Whatever happens, it has been an extraordinary football season on Merseyside, the extraordinariness extending even to non-league Marine, whose manager Roly Howard this week celebrated his 1,975th game in charge, thought to be a world record unless there's some guy running a village team somewhere in the Andes who can beat it.

But the one match that will endure forever in the memories of those who were there - and quite a long time in the memories of those who weren't - is the Liverpool v Chelsea semi-final, second leg. At about 11.30 on Tuesday night my mobile phone trilled excitedly and it was Alan Hansen, who knows what big nights at Anfield are all about, but reckoned that in terms of passion and general hullabaloo, the one he'd just witnessed one was unprecedented. "It was unbelievable," he said. "Absolutely frightening. It was so different when I played. If we'd had atmosphere like that, we'd never have been beaten. Now, if you give them anything in that stadium, they go ballistic."

As Hansen said, back in Liverpool's halcyon years there was always the recollection of big European occasions recently gone, as well as the certainty that more would be along shortly. Liverpool fans in those days were like connoisseurs of great clarets, earnestly debating whether the '84 European Cup win was better than '81, and did '81 have the edge on '78, and could '78 compare with '77? To Evertonians trying to quench their thirst with watery Vimto, relatively speaking, this was both intensely annoying and hugely enviable.

While Liverpool lifted European Cups, we picked up our thrills however we could. The date April 29, 1978, is seared into my memory as indelibly as any European triumph is seared into the memory of any Liverpudlian: that was the day Bob Latchford scored his second goal, a penalty, in a 6-2 demolition of Chelsea (how times change!) to win the £10,000 offered by the Daily Express and Adidas for the first player in the top two divisions to reach 30 league goals. Not for 10 years had a player scored 30 goals in a season. Latchford scored with just eight minutes of the season left and we all celebrated as though we'd won the Double. Almost exactly six months later, when Everton beat Liverpool for the first time since November 1971, we celebrated as if we'd won the Treble.

In a different kind of way, that's what is happening for Liverpool fans now, starved for so long of the success they once considered a birthright.

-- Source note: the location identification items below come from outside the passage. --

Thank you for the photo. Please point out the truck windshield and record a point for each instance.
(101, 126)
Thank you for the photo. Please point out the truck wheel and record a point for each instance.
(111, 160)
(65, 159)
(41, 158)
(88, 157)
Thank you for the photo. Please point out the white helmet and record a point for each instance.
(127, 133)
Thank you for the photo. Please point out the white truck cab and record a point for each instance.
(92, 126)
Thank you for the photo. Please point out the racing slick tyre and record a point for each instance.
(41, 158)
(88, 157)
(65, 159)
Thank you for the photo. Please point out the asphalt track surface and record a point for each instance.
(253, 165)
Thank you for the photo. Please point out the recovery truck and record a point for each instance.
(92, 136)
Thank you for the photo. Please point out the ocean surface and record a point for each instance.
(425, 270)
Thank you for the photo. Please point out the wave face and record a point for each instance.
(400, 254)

Yet when it was happening, they inevitably became complacent. In 1990 the League Championship trophy was paraded at Anfield for the 18th time to respectful applause, but nothing much more. Had that well-known Knotty Ash astrologer "Nozzer" Nostradamus been the stadium announcer that day, he could have announced that it would be Liverpool's last title for at least 15 years. That would have cranked up the emotion. Unfortunately, he had snuffed it in 1566.

The big question now is whether Liverpool, win or lose in Istanbul, can use the money earned and the kudos gained to help them become title contenders again. For, however satisfying it might have been to send all those nouveau-riche Chelsea fans back down the M6 disconsolate, the two clubs still stand 33 Premiership points apart.

Even the gap between Liverpool and Manchester United in third place is a yawning 18 points. And Rafael Benitez is bright enough to know that the bread-and-butter of the league offers more long-term sustenance than any amount of Turkish Delight.